Error messages after cutadapt, but got trimmed files.

gihyeon · October 23, 2024, 1:53am

Hi,

I encountered a problem with running cutadapt. I am sorry if this problem has been solved before, but I could not find a solution.

I have run the code : parallel --xapply --jobs 30 'cutadapt --pair-filter any --no-indels --discard-untrimmed -g CCTACGGGNGGCWGCAG -G GACTACHVGGGTATCTAATCC -o 01_primer_trimmed_fastqs/cutadapt_{1/} -p 01_primer_trimmed_fastqs/cutadapt_`basename {=s/_1/_2/;s/\.fastq.gz//=}.fastq.gz` {1} {=s/_1/_2/=} > 01_primer_trimmed_fastqs/{1/}_cutadapt_log.txt' ::: raw_data/*_1.fastq.gz

and then I have an error message as follows.

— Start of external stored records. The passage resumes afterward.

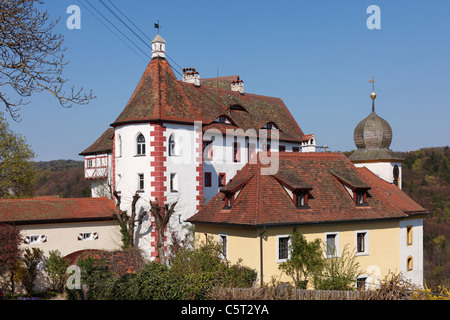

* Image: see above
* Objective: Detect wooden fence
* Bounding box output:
[211,288,360,300]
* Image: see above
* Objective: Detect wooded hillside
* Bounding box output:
[34,160,91,198]
[34,146,450,288]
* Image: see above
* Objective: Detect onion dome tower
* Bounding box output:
[349,77,403,188]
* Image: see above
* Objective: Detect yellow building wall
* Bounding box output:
[195,221,400,285]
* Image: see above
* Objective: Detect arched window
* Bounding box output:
[169,133,175,156]
[116,134,122,157]
[136,133,145,155]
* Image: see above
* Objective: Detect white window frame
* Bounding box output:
[276,234,291,263]
[80,231,94,241]
[324,232,340,258]
[136,133,147,156]
[137,173,145,191]
[355,230,369,256]
[217,233,228,260]
[28,234,42,244]
[169,172,179,193]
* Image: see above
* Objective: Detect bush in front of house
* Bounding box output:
[70,245,257,300]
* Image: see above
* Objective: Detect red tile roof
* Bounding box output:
[188,152,427,227]
[0,197,116,224]
[111,58,304,141]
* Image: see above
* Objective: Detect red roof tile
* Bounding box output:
[112,58,304,141]
[0,197,116,224]
[188,152,427,226]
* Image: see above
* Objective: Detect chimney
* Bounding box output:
[231,77,244,94]
[182,68,200,87]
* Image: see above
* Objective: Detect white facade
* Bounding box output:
[399,219,423,286]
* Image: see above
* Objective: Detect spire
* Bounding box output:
[369,75,377,112]
[152,34,166,59]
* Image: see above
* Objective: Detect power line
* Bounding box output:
[79,0,150,58]
[78,0,146,61]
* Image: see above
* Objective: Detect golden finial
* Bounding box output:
[369,76,377,100]
[369,75,377,112]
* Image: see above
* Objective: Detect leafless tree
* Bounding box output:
[114,190,147,248]
[0,0,95,121]
[150,199,177,264]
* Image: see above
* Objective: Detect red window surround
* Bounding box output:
[219,172,226,187]
[205,172,212,187]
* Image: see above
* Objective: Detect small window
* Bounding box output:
[406,226,413,246]
[205,172,212,187]
[219,173,225,187]
[138,173,145,191]
[406,256,413,271]
[233,142,241,162]
[325,233,339,258]
[203,141,213,161]
[223,193,234,209]
[294,191,308,208]
[247,143,256,162]
[277,236,289,262]
[116,135,122,157]
[356,277,367,291]
[214,116,231,124]
[169,133,175,157]
[356,231,369,255]
[170,173,178,192]
[136,134,145,156]
[355,191,367,206]
[78,232,98,241]
[219,234,228,260]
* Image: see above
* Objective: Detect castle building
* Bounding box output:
[80,35,316,257]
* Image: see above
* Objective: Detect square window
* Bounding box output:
[406,226,413,246]
[170,173,178,192]
[277,235,289,262]
[325,233,339,258]
[219,234,228,259]
[219,173,225,187]
[205,172,212,187]
[138,173,145,191]
[356,231,369,255]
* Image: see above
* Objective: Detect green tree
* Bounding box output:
[45,250,70,292]
[279,231,324,288]
[314,245,361,290]
[0,224,22,292]
[0,0,95,121]
[22,248,44,293]
[0,112,35,198]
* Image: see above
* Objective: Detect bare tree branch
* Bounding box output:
[0,0,95,121]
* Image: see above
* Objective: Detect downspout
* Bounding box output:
[259,226,266,287]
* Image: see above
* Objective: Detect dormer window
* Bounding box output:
[262,122,278,130]
[294,190,309,209]
[214,115,231,124]
[354,191,367,206]
[136,134,145,156]
[223,193,234,209]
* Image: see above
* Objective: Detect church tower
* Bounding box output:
[348,79,403,189]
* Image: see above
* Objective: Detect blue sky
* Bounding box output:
[2,0,450,161]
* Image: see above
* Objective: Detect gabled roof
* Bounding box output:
[188,152,427,227]
[111,58,304,141]
[80,128,114,156]
[0,197,116,224]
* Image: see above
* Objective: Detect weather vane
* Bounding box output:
[369,75,377,112]
[155,20,161,34]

  File "/home/gihyeon/anaconda3/envs/qiime2-amplicon-2024.5/bin/cutadapt", line 10, in <module>
    sys.exit(main_cli())
  File "/home/gihyeon/anaconda3/envs/qiime2-amplicon-2024.5/lib/python3.9/site-packages/cutadapt/cli.py", line 1149, in main_cli
    main(sys.argv[1:])
  File "/home/gihyeon/anaconda3/envs/qiime2-amplicon-2024.5/lib/python3.9/site-packages/cutadapt/cli.py", line 1243, in main
    stats = runner.run(pipeline, progress, outfiles)
  File "/home/gihyeon/anaconda3/envs/qiime2-amplicon-2024.5/lib/python3.9/site-packages/cutadapt/runners.py", line 423, in run
    (n, total1_bp, total2_bp) = pipeline.process_reads(
  File "/home/gihyeon/anaconda3/envs/qiime2-amplicon-2024.5/lib/python3.9/site-packages/cutadapt/pipeline.py", line 137, in process_reads
    for reads in self._reader:
  File "/home/gihyeon/anaconda3/envs/qiime2-amplicon-2024.5/lib/python3.9/site-packages/dnaio/pairedend.py", line 96, in __iter__
    for r1, r2 in zip(self.reader1, self.reader2):
  File "src/dnaio/_core.pyx", line 581, in dnaio._core.FastqIter.__next__
  File "src/dnaio/_core.pyx", line 512, in dnaio._core.FastqIter._read_into_buffer
  File "/home/gihyeon/anaconda3/envs/qiime2-amplicon-2024.5/lib/python3.9/gzip.py", line 300, in read
    return self._buffer.read(size)
igzip_lib.IsalError: Error -1 Invalid deflate block found

The weird point is that the output files were produced successfully. I also checked the log file and found no error.

Thank you for your help in advance.

Best,
Gihyon

SF-999_1.fastq.gz_cutadapt_log.txt (1.8 KB)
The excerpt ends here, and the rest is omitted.